New medical definitions or lowered thresholds mean millions more people instantly become potential customers, as they now fit the criteria for having treatable disorders. Critics say the changes mean more patients may end up being treated with drugs that may be risky.

So what pills are being pushed today?

Well, there’s one for female sexual interest/arousal disorder (low sex drive in women) and adult ADHD (a lack of focus). There’s overactive bladder disorder (you have to pee quite often), and premenstrual dysphoric disorder (a severe form of premenstrual symptoms).
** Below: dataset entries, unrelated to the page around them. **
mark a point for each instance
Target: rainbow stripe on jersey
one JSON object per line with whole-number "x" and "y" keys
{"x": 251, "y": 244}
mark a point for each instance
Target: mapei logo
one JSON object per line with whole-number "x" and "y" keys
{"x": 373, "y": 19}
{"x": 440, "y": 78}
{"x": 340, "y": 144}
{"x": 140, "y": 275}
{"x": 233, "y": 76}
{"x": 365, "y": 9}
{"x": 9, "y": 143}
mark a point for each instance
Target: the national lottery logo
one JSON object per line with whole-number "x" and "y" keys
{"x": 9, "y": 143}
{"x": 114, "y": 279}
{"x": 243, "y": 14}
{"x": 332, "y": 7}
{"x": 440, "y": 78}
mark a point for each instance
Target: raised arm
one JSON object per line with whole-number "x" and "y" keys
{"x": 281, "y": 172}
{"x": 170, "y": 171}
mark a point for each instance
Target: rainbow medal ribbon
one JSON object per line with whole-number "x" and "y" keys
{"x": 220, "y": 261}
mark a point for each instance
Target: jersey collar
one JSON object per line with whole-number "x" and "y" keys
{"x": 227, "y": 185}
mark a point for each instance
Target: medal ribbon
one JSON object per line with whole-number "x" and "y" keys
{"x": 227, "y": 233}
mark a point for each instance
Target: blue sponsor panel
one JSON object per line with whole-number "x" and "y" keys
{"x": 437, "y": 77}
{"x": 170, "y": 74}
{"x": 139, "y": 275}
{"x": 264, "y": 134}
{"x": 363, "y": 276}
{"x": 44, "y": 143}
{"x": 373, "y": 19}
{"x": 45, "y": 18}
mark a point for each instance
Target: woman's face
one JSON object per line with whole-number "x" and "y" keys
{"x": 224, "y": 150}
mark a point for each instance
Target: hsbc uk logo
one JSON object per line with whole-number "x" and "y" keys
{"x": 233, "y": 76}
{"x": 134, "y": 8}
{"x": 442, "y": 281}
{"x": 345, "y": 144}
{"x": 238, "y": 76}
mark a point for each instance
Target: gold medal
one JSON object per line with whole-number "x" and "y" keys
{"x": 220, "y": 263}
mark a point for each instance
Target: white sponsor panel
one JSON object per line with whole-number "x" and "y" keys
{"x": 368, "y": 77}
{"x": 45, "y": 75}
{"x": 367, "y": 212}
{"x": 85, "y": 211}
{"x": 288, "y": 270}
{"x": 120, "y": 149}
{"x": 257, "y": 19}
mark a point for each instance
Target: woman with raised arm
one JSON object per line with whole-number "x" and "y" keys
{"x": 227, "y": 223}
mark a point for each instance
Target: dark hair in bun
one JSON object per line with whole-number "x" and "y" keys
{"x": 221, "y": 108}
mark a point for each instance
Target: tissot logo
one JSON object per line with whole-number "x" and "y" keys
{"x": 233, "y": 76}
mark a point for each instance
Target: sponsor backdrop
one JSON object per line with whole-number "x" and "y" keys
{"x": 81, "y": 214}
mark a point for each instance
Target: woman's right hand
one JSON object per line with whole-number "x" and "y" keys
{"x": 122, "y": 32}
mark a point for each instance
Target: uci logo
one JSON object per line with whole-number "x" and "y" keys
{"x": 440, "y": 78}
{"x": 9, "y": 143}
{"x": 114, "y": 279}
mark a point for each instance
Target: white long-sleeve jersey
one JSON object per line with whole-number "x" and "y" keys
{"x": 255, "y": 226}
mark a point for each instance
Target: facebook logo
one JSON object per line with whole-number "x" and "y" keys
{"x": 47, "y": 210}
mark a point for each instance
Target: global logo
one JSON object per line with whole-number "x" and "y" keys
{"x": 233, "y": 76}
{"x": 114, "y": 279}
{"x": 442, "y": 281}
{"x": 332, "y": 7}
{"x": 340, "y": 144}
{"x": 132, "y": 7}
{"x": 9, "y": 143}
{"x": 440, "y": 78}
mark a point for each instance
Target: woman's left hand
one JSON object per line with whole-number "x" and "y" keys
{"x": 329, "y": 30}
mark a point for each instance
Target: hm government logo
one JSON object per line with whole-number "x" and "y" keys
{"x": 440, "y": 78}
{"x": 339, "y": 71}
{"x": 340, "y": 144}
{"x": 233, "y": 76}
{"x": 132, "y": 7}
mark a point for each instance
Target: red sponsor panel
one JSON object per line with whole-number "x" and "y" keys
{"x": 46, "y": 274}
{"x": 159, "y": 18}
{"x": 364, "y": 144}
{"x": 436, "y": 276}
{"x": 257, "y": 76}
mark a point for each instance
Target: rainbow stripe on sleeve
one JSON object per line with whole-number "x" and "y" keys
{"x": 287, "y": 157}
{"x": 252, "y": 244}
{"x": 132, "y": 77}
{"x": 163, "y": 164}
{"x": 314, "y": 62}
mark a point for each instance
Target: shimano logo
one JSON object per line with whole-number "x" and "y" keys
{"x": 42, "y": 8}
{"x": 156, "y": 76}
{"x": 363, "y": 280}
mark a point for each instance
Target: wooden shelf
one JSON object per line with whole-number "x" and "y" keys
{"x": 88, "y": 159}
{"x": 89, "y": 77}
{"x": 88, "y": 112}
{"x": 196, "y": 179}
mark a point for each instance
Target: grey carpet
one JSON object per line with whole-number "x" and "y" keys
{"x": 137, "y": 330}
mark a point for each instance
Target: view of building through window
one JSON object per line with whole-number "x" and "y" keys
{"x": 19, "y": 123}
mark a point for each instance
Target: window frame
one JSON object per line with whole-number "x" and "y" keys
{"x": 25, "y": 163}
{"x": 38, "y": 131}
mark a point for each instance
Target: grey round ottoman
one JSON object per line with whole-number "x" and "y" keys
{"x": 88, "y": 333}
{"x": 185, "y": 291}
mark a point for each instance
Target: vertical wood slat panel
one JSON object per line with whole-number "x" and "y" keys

These conditions, along with low testosterone and pre-diabetes, now affect more than 180 million Americans, which is roughly 77 percent of the adult population in the United States.


Not surprisingly, there is a playbook for selling disease to the public, Carl Elliott, a professor of bioethics at the University of Minnesota Medical School, told USA Today.

“You destigmatize the condition. Broaden it to include a much larger patient population, rebrand it, or give it a name that is less embarrassing to people,” he said. “People would rather have overactive bladder than be called incontinent. Then you’re all set for selling your treatment.”

It was in the late 1990s when wholesome actress June Allyson sold incontinence or “unstable bladder” condition on TV commercials, albeit for adult diapers, with the softer-sounding “overactive bladder.” With just a simple name change by the International Continence Society, the new condition suddenly affected 33 million people in the United States alone.

For drug companies, bigger numbers mean larger markets, and they can put more pressure on the U.S. Food and Drug Administration to approve new products. For advocacy groups and medical societies, many of which get drug company funding, having more people with a condition can make it seem more mainstream and lead to more financial support.

So there’s the rub. The only question is simple. When is the next medical condition I never knew I had coming?